I can go on at length about other facets of Persona, but then this might become a scholarly journal entry instead of a fairly detailed analysis.  Persona is a film that I have visited six times now, each time growing more fascinated with a different aspect of it's chosen reality.  The questions grow in number and complexity with each viewing, which just adds to the genius of Bergman's fragmented vision.

As mentioned, next week I'll be discussing Bergman's tussle with modernist gothic horror in The Hour of the Wolf.

The Films of Ingmar Bergman

Persona (1966)
Written and directed by Ingmar Bergman.
Starring Bibi Andersson and Liv Ullman.

Posted by Andrew

Comments (3) Trackbacks (0)
  1. I have always thought that Elisabet and Alma are the same person. It seems incredibly obvious to me, given all of the camera angles that Bergman uses, the fact that the faces are juxtaposed after the double monologue, and the fact that Elisabet’s husband does not seem to notice that she is even there (and yes, I know he is blind, but come on: he knows his wife). This seemed too obvious to me and so I searched for an even deeper meaning and found too many. It doesn’t help that Ingmar himself didn’t have much to say on the subject. Susan Sontag had too much to say about it. I’m staying with my original thought: Alma and Elisabet are the same person. And let’s not forget: the word “alma” means “soul.”

    I’ve resisted the temptation to go with that interpretation in part because of my own personal bias. I find it more interesting to see a stronger soul find ways to break down and transform a weaker one, just to see it become an even more hideous reflection of what little good remained in the original. Plus it feels like Bergman lays it on so thick that it is one person that any hint that there are really separate is terribly enticing. Like the nurse – we could pull the “but they’re never in the same room together!” card but she clearly treats each woman as a different entity. At that point it’s too early in the story to see the two totally fused together.

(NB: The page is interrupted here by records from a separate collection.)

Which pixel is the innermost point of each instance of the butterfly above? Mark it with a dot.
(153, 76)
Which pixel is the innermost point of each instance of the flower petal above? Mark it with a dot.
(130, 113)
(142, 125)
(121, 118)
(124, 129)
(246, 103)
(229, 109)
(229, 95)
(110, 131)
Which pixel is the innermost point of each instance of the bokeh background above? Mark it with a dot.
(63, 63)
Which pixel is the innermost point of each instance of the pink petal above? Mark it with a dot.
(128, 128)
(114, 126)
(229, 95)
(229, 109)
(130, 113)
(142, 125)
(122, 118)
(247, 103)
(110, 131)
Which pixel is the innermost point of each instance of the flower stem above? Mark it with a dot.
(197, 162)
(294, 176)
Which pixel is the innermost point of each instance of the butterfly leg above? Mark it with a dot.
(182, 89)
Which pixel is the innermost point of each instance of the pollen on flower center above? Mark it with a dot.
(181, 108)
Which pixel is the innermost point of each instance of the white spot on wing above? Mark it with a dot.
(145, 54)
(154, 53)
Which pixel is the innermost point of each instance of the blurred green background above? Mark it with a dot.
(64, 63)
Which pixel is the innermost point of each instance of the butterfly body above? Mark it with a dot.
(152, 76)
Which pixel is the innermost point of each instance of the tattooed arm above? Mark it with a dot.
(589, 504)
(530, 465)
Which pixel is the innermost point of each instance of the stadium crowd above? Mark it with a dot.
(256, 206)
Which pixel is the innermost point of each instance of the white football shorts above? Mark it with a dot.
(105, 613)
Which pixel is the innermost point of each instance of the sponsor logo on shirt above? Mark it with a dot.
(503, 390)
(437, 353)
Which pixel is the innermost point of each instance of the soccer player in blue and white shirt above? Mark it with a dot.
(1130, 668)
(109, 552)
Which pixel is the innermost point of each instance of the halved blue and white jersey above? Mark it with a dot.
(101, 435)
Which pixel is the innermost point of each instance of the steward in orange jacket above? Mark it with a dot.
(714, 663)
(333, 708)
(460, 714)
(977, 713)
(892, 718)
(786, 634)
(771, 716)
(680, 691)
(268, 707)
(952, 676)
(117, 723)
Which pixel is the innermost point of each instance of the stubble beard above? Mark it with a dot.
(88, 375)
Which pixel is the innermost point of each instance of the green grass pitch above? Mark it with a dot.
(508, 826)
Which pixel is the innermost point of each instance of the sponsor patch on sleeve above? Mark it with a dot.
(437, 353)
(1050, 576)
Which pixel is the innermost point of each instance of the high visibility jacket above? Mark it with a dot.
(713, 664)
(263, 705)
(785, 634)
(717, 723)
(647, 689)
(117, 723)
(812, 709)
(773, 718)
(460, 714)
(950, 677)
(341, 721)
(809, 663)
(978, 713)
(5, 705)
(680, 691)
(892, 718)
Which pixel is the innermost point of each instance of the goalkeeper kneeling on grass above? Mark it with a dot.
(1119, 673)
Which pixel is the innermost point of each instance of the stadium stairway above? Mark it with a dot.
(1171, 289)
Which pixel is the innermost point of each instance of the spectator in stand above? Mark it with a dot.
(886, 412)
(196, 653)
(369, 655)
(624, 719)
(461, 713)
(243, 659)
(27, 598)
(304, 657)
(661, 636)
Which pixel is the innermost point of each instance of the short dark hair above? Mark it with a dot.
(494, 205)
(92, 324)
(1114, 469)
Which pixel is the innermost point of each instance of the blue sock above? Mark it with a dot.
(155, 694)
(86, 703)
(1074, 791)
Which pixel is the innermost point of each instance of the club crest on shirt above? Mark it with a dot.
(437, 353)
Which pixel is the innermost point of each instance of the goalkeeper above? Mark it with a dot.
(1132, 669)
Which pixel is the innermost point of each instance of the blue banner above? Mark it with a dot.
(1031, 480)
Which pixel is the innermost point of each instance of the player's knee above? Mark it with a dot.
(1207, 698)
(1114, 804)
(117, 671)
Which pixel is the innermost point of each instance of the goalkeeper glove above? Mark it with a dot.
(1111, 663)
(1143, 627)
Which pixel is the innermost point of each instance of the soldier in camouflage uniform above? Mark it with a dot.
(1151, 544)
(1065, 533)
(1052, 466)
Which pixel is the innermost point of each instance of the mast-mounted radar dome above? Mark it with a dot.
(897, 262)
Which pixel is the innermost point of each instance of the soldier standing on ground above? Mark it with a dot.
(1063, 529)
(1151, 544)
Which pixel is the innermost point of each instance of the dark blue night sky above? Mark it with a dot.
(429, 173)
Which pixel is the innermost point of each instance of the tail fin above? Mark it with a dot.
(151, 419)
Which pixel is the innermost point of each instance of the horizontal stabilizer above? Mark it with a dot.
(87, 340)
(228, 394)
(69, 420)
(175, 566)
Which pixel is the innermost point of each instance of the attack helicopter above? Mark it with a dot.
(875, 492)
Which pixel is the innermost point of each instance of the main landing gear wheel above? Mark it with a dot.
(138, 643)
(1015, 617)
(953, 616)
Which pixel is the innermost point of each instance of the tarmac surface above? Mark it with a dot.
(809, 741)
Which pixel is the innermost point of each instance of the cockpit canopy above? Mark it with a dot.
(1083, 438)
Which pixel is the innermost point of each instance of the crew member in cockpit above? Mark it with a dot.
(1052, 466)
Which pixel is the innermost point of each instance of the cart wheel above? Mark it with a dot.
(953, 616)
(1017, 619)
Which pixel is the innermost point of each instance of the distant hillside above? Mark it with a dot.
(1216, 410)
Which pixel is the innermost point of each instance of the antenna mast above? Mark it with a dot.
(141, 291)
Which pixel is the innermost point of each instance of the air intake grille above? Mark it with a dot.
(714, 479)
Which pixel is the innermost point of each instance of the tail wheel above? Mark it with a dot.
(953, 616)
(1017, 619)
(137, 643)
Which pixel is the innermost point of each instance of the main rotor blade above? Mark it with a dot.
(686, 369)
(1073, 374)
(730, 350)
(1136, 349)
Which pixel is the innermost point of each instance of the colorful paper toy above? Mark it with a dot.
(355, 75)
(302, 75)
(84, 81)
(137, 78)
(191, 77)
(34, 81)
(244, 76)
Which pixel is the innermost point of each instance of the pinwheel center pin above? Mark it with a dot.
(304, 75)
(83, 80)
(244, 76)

    The film is divided into pre- and post- tear with the identity issue. The faster it approaches the end the more it becomes like a hallucination (as if the boy groping at a blurred mother wasn’t enough). One starts to imagine life in the other’s shoes and then play out those fantasies accordingly only they both begin to lose sight of where the original one began (the double monologue, the fusion, the husband). Then “Alma”, the “soul” – or the one that can be more thoroughly infected because she has one.

    Yes, Bergman was notoriously tight lipped about Persona and methinks I’ll have to hunt down Sontag’s writings on the subject.

    As always, your comments are most appreciated.

    -Andrew-

  2. Andrew/Emily

    I haven’t got time to leave a long reply. I just wanted to say I saw the stunning Persona for the first time last night and I also thought that the two women were one and the same. Elizabeth tells her own story through Alma. Her alienation from her child is partly due to the way the boy was conceived (beach story, right?). Maybe one day I will be able to elaborate further on my view of the film. These two women are absolutely majestic.

    Cheers

    allan+b

    • Thank you very much for taking the time to comment! It’s one of the Bergman’s I revisit most frequently (the others being Cries and Whispers and Winter’s Light) and the story of her child’s conception is still one of the most riveting and astonishingly sensual performances captured on film. I still haven’t quite cottoned to the 2 as 1 story but it’s still a very strong reading supported by the film (Emily’s previous soul comments with the camera fusing the two frequently, joining together in peace at night, the conception scene as a way of compartmentalizing what happened).

      I hope you journey on with Bergman and please feel free to comment in the meantime.